Sobre esse viés, podemos perceber que as pessoas são influenciadas o tempo inteiro, há centenas de anos, apenas mudando o meio de comunicação. No Brasil, na época da Ditadura Militar, através da censura de conteúdo, o governo conseguia influênciar a população sobre as informações, notícias, música, produtos de consumo, entre outros, exercendo um certo controle no modo de vida daquelas pessoas. Nesse sentido, vemos a referência sendo moldada de acordo com o poder político da época.

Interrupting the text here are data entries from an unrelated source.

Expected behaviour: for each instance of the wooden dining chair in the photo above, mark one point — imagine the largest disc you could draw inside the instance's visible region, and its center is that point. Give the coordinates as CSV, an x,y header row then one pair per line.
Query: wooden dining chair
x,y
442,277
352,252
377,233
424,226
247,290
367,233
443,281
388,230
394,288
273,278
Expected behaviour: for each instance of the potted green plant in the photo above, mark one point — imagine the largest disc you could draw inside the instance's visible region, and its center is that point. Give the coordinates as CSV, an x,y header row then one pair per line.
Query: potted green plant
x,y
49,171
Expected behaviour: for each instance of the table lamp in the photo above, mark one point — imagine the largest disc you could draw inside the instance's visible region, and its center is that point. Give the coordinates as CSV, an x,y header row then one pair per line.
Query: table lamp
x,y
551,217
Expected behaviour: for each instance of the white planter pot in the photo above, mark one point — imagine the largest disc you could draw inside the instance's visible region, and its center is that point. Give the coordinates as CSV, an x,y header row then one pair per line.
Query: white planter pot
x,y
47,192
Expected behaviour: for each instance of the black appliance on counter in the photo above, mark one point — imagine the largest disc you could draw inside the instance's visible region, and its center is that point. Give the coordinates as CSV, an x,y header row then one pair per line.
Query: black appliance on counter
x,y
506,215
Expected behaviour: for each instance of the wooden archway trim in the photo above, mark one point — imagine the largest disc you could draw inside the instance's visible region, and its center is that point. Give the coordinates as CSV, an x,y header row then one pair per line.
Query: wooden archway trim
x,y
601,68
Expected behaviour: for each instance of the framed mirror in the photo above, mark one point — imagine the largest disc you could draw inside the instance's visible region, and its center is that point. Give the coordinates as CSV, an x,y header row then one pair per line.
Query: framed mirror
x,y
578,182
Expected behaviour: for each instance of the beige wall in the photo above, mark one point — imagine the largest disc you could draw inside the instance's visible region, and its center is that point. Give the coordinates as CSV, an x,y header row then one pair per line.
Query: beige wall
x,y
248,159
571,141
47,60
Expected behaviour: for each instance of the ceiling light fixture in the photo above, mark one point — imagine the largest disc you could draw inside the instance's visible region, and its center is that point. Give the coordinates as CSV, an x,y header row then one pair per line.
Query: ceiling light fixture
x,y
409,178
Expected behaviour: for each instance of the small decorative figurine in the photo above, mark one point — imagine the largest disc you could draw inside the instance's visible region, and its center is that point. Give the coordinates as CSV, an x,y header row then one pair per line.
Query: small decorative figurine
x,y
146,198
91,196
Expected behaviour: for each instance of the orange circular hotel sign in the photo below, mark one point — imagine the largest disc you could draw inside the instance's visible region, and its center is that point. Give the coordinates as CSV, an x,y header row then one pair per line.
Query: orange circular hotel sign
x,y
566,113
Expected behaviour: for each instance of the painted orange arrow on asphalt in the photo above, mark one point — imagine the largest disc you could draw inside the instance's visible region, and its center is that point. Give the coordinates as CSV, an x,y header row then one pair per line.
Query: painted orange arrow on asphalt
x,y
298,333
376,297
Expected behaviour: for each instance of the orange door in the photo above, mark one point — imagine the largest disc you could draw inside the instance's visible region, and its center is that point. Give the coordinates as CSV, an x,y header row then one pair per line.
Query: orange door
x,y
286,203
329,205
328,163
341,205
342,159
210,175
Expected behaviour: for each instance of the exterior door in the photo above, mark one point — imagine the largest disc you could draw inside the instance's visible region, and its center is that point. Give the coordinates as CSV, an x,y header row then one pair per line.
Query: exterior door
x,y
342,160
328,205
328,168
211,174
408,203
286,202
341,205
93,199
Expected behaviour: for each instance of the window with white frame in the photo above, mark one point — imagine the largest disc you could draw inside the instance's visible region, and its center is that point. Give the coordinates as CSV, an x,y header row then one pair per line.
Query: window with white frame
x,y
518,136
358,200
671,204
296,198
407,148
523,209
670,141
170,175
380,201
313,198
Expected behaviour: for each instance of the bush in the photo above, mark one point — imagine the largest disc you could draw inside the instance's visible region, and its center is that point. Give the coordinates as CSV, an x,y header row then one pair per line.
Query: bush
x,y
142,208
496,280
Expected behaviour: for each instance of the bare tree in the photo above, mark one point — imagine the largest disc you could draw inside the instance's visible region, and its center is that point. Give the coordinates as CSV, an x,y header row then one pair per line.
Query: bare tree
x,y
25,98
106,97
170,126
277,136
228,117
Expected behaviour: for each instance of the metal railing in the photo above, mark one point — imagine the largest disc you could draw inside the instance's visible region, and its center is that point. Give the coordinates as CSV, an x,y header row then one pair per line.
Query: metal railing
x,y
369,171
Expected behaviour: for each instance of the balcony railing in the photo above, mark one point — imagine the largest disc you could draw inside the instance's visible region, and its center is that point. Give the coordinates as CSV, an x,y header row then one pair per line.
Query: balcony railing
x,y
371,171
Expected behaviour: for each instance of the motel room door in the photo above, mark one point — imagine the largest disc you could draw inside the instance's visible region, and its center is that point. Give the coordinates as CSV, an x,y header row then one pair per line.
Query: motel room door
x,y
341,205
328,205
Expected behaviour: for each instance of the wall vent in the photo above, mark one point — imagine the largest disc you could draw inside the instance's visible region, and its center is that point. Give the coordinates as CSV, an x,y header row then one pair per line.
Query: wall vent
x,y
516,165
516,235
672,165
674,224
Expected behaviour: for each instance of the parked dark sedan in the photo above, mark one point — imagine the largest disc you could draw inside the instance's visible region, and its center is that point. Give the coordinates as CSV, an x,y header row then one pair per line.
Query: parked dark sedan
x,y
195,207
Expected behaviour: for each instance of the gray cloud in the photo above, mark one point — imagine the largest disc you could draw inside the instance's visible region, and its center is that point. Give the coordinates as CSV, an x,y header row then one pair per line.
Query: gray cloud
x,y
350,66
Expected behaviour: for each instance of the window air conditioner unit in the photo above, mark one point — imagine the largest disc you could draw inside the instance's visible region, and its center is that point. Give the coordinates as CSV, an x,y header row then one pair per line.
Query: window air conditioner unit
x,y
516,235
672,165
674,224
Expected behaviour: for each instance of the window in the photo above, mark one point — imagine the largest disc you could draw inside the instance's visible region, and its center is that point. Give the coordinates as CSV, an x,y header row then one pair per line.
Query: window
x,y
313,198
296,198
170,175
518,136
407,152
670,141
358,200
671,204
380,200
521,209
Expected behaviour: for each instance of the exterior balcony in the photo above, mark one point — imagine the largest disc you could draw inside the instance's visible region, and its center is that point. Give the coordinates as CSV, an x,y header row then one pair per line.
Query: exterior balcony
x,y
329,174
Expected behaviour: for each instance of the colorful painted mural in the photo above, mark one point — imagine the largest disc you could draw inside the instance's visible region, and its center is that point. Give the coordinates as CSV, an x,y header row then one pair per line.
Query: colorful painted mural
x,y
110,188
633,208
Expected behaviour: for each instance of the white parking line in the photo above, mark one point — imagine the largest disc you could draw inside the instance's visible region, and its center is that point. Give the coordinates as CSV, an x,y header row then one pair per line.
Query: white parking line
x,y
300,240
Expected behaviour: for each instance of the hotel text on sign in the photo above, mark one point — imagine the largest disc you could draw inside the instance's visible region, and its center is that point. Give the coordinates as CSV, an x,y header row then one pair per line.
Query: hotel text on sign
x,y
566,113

Consequentemente, se tem gerado um modelo de sociedade articial e programada, conforme a influência que lhe é exercida. Nos dias atuais, com a chegada da internet e a distribuição em massa de informações, essa influência está cada vez mais presente na vida das pessoas, seja na escolha da marca do arroz ao nome dado para seus filhos. Diante disso, percebe-se uma alienação gerada pelo consumismo e pela influência das redes sociais.
Infere-se portanto, que medidas são necessárias para diminuir os impactos dessa dependência do meio digital. O Ministério da Educação, em parceria com empresas e com influenciadores, deve promover propagandas alertando sobre a dependência da influência e o consumo exacerbado gerado pelos meios digitais. Assim, a população poderá ser educada, informada e conscientizada dos perigos causados pela alienação que é gerada por esses meios de comunicação. Fazendo com que jovens e adultos possam viver de forma plena conforme a sua realidade.